Separately, the New York Stock Exchange's parent company, NYSE
Euronext (NYX), took precautions over the weekend as Knight's
funding remained uncertain. The NYSE shifted responsibility for
handling trading in more than 600 securities--normally overseen by
Knight--to rival trading firm Getco. The responsibility relates to
what are known as designated market makers on the Big Board and
NYSE MKT, formerly Amex.
Like Knight, Getco is a big market maker in NYSE-listed
securities, standing in to buy and sell at publicly quoted
prices.
The reassignment of Knight's responsibilities to Getco is
temporary and in the interest of "market integrity," NYSE said in a
statement Monday morning. Once Knight's funding comes through,
oversight will go back to Knight "in a timely manner," the NYSE
said.
Knight typically handles some $20 billion worth of shares a day
through the New York Stock Exchange, much of that for retail
brokerages that serve small investors. Early Friday, the
17-year-old company told customers it had received a line of credit
to allow it to stay open for business, but some of Knight's largest
clients continued to steer their business to rivals.
Sandler O'Neill + Partners LP and Wachtell Lipton Rosen &
Katz advised Knight on the transaction. Advisers on the investor
side included Barclays PLC (BCS, BARC.LN), which worked with TD
Ameritrade on the deal, according to a person familiar with the
matter.
The deal ensures Knight remains afloat and able to trade, but
could also presage a breakup of the company, according to a
research note Monday from J.P. Morgan.
"The company was already trading in the midsingle digits given
the lack of transparency, and valuations as a going concern will
likely fall meaningfully from there," wrote analyst Kenneth
Worthington. "Given this perspective, we expect investors will look
to value the [Knight] pieces, expecting the parts to be divested at
more opportunistic times."
Knight's request that it be allowed to cancel many of last
Wednesday's errant trades was rejected by Mary Schapiro, chairman
of the Securities and Exchange Commission, forcing Knight to unload
the stock it had bought, incurring the $440 million loss. Goldman
Sachs Group Inc. (GS) bought the stock in a bulk lot at a discount.
The errant trades were fired off a day after Knight installed
software related to the launch of a New York Stock Exchange
platform aimed at attracting more retail investors.
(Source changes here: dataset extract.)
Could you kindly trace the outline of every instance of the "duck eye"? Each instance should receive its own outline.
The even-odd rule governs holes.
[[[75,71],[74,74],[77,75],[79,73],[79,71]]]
Mr. Joyce acknowledged Monday that he had debated with
regulators over how many of the millions of trades made during the
episode would be canceled. Ultimately, regulators and exchange
officials late Wednesday determined to cancel trading in just six
securities, versus an initial count of 148 stocks affected by
Knight's error.
"The regulators' job is not to save Knight Capital Group," Mr.
Joyce said. "The SEC's job is to prevent systemic risk to the
capital markets."
Mr. Joyce said Knight was conducting an internal investigation
into the matter.
--Saabira Chaudhuri contributed to this article.